# App Store redirect



## cherry ghost (Sep 13, 2005)

When viewing the full site on my iPad I'm periodically being redirected to the App Store. Pretty much how it's explained in this article.

http://techcrunch.com/2014/01/06/sh...ecting-mobile-users-to-app-store-google-play/


----------



## Mike Lang (Nov 17, 1999)

If you happen to see which ad is triggering it, we can try to block that one.


----------



## dcline414 (May 1, 2014)

Same thing on my iPhone. Just started yesterday or today, but is happening at least 1 out of 5 page loads when browsing the forum.

Supposedly iOS 8 was supposed to prevent App Store redirects without user interaction... apparently the ads have found a way around that.


----------



## cherry ghost (Sep 13, 2005)

The last one was Paint Monsters. I definitely didn't click on it because it was at the bottom of the page and I hadn't scrolled down that far.

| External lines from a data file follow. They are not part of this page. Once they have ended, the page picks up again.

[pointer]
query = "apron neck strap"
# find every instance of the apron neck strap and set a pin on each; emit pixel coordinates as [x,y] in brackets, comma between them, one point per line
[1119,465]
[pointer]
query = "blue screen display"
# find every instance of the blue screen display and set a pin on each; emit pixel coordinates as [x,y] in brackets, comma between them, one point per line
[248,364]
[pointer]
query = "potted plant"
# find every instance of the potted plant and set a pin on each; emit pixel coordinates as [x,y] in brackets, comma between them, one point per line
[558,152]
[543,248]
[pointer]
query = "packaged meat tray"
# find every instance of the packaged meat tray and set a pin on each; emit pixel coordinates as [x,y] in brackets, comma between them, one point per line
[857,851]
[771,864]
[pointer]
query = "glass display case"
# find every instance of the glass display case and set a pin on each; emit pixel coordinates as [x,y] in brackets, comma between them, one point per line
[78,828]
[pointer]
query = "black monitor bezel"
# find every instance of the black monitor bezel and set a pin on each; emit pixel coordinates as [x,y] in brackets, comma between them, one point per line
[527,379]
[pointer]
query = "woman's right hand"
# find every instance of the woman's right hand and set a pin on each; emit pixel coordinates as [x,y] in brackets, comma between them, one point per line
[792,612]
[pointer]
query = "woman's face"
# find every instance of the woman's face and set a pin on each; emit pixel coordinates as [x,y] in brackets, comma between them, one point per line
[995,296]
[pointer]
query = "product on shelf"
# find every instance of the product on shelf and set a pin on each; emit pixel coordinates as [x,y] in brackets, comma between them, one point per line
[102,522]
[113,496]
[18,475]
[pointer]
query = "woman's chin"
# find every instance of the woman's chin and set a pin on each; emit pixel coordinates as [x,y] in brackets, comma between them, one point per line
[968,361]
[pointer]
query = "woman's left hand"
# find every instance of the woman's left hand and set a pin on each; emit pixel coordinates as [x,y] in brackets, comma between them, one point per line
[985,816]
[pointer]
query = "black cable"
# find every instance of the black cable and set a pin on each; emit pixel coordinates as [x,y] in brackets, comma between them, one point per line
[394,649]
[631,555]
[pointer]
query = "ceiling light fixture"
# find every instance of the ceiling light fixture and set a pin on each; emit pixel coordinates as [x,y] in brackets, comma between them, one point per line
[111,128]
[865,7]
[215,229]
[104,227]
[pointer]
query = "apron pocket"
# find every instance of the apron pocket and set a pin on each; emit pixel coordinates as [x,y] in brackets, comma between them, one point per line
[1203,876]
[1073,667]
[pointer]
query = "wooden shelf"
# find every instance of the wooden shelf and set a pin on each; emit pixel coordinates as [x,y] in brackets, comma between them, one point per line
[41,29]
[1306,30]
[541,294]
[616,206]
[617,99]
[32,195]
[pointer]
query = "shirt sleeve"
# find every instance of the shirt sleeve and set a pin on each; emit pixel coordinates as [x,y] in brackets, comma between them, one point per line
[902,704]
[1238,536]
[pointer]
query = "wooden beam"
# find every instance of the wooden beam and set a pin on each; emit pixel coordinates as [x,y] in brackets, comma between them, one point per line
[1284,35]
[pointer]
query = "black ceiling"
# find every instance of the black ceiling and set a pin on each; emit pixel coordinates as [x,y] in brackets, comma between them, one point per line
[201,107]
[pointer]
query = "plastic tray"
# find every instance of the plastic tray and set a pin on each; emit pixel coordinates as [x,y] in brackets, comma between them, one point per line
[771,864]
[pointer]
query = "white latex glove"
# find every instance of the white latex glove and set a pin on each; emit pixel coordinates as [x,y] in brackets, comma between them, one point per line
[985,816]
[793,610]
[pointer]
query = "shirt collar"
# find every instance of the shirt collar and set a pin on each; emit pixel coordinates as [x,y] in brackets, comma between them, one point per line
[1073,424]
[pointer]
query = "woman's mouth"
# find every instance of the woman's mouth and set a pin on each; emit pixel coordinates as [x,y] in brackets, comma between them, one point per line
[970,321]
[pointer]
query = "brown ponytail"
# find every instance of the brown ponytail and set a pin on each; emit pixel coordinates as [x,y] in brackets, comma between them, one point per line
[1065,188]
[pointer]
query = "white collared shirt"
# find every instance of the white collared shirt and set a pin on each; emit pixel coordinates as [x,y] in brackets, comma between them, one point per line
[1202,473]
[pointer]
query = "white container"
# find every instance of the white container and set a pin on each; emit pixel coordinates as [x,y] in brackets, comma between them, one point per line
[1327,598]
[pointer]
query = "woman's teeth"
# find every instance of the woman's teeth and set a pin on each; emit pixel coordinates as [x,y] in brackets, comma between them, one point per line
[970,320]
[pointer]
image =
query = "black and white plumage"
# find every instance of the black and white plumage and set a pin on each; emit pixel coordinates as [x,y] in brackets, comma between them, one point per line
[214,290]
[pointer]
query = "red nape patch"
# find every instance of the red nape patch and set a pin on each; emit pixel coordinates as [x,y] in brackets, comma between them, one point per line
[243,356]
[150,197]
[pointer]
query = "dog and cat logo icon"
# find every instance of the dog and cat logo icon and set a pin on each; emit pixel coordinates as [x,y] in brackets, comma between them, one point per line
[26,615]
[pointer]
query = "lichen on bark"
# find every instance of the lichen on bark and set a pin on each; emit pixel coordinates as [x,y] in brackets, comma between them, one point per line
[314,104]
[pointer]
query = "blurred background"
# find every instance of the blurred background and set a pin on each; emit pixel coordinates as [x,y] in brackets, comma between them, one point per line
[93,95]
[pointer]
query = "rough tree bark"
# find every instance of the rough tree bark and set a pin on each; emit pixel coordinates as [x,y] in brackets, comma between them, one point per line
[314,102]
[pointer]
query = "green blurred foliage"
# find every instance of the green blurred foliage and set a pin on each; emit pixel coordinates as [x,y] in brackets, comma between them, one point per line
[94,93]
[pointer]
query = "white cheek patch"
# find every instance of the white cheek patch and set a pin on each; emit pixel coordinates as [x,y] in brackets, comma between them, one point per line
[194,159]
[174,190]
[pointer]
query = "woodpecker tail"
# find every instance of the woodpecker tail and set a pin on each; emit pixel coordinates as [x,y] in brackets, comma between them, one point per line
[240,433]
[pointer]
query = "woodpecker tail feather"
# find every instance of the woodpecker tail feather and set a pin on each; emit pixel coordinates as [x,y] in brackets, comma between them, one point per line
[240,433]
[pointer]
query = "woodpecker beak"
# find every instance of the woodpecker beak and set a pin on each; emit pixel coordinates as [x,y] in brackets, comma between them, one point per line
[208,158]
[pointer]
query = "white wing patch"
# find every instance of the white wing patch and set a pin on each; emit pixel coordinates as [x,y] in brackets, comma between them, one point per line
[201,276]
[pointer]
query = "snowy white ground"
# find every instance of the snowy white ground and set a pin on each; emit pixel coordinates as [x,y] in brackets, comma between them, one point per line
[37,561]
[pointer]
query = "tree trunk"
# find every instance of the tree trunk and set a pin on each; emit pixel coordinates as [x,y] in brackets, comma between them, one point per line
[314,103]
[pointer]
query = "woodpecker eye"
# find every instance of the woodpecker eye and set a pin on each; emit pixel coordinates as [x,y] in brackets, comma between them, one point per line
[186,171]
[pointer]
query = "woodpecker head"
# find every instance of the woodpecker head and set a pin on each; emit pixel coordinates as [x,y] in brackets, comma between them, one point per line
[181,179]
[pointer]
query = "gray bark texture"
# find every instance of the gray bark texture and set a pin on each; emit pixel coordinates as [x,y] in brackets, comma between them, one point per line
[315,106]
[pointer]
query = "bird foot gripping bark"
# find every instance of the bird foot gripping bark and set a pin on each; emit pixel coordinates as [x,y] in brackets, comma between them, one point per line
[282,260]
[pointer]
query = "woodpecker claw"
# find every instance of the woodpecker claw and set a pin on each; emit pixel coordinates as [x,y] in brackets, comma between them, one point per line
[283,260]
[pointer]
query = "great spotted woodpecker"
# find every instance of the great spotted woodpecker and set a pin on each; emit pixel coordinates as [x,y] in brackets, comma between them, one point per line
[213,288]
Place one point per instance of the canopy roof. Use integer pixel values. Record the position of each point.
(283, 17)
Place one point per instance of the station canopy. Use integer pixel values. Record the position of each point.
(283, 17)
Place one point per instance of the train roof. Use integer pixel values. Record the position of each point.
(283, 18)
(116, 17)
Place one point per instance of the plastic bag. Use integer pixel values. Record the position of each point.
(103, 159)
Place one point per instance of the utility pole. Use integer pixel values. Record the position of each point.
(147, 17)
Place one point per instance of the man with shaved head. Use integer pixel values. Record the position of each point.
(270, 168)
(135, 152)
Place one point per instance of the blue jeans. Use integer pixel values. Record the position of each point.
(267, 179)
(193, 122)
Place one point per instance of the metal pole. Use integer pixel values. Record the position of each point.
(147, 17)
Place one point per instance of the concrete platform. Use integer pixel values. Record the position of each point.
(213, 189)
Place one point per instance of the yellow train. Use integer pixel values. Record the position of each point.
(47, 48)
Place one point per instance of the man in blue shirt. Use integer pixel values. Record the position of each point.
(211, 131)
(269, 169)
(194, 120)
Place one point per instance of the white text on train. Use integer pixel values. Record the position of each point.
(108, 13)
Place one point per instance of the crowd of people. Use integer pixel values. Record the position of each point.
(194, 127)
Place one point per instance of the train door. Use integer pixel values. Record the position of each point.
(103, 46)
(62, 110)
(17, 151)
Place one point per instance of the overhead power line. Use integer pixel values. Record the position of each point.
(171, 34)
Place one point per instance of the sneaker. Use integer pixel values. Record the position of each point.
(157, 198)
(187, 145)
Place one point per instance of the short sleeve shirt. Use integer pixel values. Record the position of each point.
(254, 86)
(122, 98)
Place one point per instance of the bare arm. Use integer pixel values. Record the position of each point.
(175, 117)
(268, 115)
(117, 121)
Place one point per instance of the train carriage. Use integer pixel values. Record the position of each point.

Earlier it was some Panda game.


----------



## dcline414 (May 1, 2014)

Mike Lang said:


> If you happen to see which ad is triggering it, we can try to block that one.


This one just did it now, but it's not the only one...


----------



## dcline414 (May 1, 2014)

This is the other one...just redirected to the App Store 3 times.


----------



## kdonnel (Nov 28, 2000)

Apple should have a process in place to remove an App from the store that advertises with this technique.


----------



## Mike Lang (Nov 17, 1999)

Reported for possible nuke.


----------



## kdonnel (Nov 28, 2000)

It is bad today. I am getting redirected about every other page refresh because every other load includes an offending ad.


----------



## Mike Lang (Nov 17, 1999)

This make take some trial and error to block the correct item. Please update here if you're still seeing these in the next hour or two.

Thanks


----------



## dianebrat (Jul 6, 2002)

dcline414 said:


> This one just did it now, but it's not the only one...


I had it pop up and do the redirect on another website, so this vendor/ad supplier is clearly not playing by the rules


----------



## SullyND (Dec 30, 2004)

Last time this happened on TCF I ended up turning off installing apps in restrictions and it prevents the add from redirecting.


----------



## kdonnel (Nov 28, 2000)

It's happening again.


----------



## David Bott (Jan 1, 1999)

Sorry to say really need more information than that. What was the ad? Where did it take you? Thanks.


----------



## cherry ghost (Sep 13, 2005)

Happened again with Paint Monsters. Took me to the App Store.


----------